Menteri Koordinator Bidang Perekonomian, Airlangga Hartarto, mengatakan para tokoh yang diundang merupakan figur yang memiliki pengalaman langsung menghadapi berbagai gejolak ekonomi nasional pada masa lalu.

Mereka antara lain mantan Gubernur Bank Indonesia periode 2003–2008, Burhanuddin Abdullah, mantan Menteri PPN/Kepala Bappenas periode 2004–2009, Paskah Suzetta, ekonom senior sekaligus mantan anggota DPR RI periode 2004–2009, Drajad Wibowo, serta mantan Wakil Menteri PPN/Kepala Bappenas 2014, Lukita Dinarsyah Tuwo.

Selain Airlangga, Menteri Keuangan Purbaya Yudhi Sadewa dan CEO Danantara, Rosan Roeslani, turut mendampingi Presiden dalam pertemuan tersebut.

“Saya didampingi oleh Pak Menteri Keuangan, Pak Purbaya.

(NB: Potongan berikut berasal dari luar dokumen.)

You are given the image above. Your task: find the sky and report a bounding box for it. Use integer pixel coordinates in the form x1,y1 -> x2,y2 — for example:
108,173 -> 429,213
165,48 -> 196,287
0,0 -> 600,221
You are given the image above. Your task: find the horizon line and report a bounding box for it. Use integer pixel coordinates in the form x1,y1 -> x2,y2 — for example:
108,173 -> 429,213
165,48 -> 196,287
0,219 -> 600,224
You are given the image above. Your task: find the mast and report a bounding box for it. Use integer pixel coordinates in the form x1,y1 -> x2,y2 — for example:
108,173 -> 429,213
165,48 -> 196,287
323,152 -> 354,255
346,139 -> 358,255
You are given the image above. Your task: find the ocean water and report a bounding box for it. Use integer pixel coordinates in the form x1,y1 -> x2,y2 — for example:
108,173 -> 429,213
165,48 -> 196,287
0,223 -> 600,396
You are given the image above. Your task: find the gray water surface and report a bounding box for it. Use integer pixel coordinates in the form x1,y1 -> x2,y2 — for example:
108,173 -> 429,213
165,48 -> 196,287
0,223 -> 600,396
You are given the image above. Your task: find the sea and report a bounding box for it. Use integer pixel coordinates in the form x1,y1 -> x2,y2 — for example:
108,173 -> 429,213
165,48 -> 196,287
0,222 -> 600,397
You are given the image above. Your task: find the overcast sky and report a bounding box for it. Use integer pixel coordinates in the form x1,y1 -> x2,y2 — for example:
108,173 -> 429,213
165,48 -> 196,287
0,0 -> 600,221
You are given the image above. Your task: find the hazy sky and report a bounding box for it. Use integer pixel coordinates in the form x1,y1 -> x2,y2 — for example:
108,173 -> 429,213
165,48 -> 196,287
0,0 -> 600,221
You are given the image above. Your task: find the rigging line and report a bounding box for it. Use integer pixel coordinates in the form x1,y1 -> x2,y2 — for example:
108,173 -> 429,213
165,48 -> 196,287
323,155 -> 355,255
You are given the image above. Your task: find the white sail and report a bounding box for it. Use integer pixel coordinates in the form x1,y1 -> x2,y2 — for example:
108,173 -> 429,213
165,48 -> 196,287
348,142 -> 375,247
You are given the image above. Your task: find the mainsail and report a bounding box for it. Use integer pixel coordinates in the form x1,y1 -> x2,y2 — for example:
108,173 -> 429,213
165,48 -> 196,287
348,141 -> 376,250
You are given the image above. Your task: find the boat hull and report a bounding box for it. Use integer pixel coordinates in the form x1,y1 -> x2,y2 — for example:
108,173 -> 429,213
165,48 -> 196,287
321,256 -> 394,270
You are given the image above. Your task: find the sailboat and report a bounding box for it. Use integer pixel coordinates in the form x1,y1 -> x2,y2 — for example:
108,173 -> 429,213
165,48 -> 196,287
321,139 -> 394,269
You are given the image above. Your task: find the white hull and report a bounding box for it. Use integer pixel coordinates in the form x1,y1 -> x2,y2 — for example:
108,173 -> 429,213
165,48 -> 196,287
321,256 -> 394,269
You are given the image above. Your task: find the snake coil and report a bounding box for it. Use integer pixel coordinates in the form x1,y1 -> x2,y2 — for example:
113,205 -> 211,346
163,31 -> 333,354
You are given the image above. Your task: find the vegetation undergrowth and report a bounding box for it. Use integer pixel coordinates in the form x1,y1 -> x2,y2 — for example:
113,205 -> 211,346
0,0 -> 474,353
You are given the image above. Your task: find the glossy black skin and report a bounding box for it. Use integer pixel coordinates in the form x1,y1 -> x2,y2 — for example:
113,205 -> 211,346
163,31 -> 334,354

Tadi mendampingi Bapak Presiden menerima beberapa tokoh yang pernah menjadi menteri atau gubernur Bank Indonesia, antara lain tadi Pak Burhanuddin, kemudian ada Pak Paskah Suzetta, ada Pak Drajat, ada Pak Lukita,” ujar Airlangga usai pertemuan.

Dalam diskusi tersebut, para mantan pejabat ekonomi membagikan pengalaman saat menghadapi tekanan ekonomi global, termasuk krisis keuangan 2008 yang sempat mengguncang berbagai negara.

Airlangga mengungkapkan salah satu catatan yang disampaikan dalam pertemuan adalah tingginya inflasi dan gejolak nilai tukar rupiah yang pernah dialami Indonesia akibat lonjakan harga minyak dunia pada pertengahan dekade 2000-an.

“Mereka mengatakan kalau di masa lalu inflasi kita di periode sekitar 17 persen dan juga terjadi perubahan nilai kurs akibat krisis minyak di tahun 2005. Ada krisis minyak di mana harga minyak bisa naik sampai 140 dolar, ada pada waktu itu penyesuaian harga sehingga inflasinya bisa naik ke 27 persen,” paparnya.

Meski demikian, pemerintah menilai kondisi ekonomi Indonesia saat ini berada dalam posisi yang lebih kuat dibandingkan periode krisis terdahulu.

Menurut Airlangga, fundamental ekonomi nasional dinilai lebih solid dengan stabilitas makroekonomi yang lebih terjaga, termasuk tekanan terhadap nilai tukar rupiah yang masih relatif terkendali.

“Nah, kalau kita cek dengan konteks hari ini relatif situasi makro kita lebih baik, fundamental lebih kuat, dan depresiasi rupiah itu sekitar 5 persen, jadi jauh lebih rendah dari berbagai kasus sebelumnya. Dan dari situ sebetulnya kita belajar bagaimana mengantisipasi dan apa yang diperlukan untuk menghadapi situasi-situasi ke depan,” ungkapnya.

Ia menambahkan, Presiden Prabowo juga meminta jajaran ekonomi pemerintah terus memperkuat ketahanan sektor keuangan melalui penyempurnaan regulasi serta pengawasan prudensial terhadap industri perbankan nasional.

“Presiden meminta kami beserta Menteri Keuangan untuk memonitor bagaimana regulasi-regulasi untuk memperkuat situasi finansial dan juga menjaga prudensial dari perbankan kita,” pungkas Airlangga.